When Architecture Patterns Don't Match the Problem
Lessons from three attempts to build a distributed event processing platform
Executive Summary
Over six years, a fintech company built three successive solutions to process millions of financial transaction events for real-time customer alerts. Each solution lasted approximately two years before stakeholders demanded change. Each failed for different technical reasons, but a common organizational pattern persisted throughout: development teams remained out of alignment with stakeholder needs, and that gap was never closed.

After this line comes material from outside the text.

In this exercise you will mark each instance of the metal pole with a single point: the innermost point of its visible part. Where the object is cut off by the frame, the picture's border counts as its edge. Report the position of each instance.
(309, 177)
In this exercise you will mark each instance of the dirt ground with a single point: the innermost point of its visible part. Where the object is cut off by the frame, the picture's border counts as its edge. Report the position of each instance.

I joined during Solution 2 and remained through Solution 3.
Solutions at a Glance
| Solution | Architecture | Why It Failed | Why It Was Abandoned |
|---|---|---|---|
| 1. Monolith | Legacy scheduler, non-containerized | Opaque, no extension points, manual scaling | Couldnβt support multi-team extensibility |
| 2. Coordinator | Central coordinator + domain processors | Implementation bugs (deadlocks, scaling issues) | Deemed too expensive to refactor |
| 3. Pipes & Filters | Distributed actors, SQS, Akka | Pattern mismatch, no observability, message bloat | SLA violations, customer payouts |
The Business Context
The company operated as an intermediary layer between banks, credit unions, and end users. Rather than requiring smaller financial institutions to build their own user interfaces and complex integrations, the platform provided a rich UI experience backed by transaction processing infrastructure.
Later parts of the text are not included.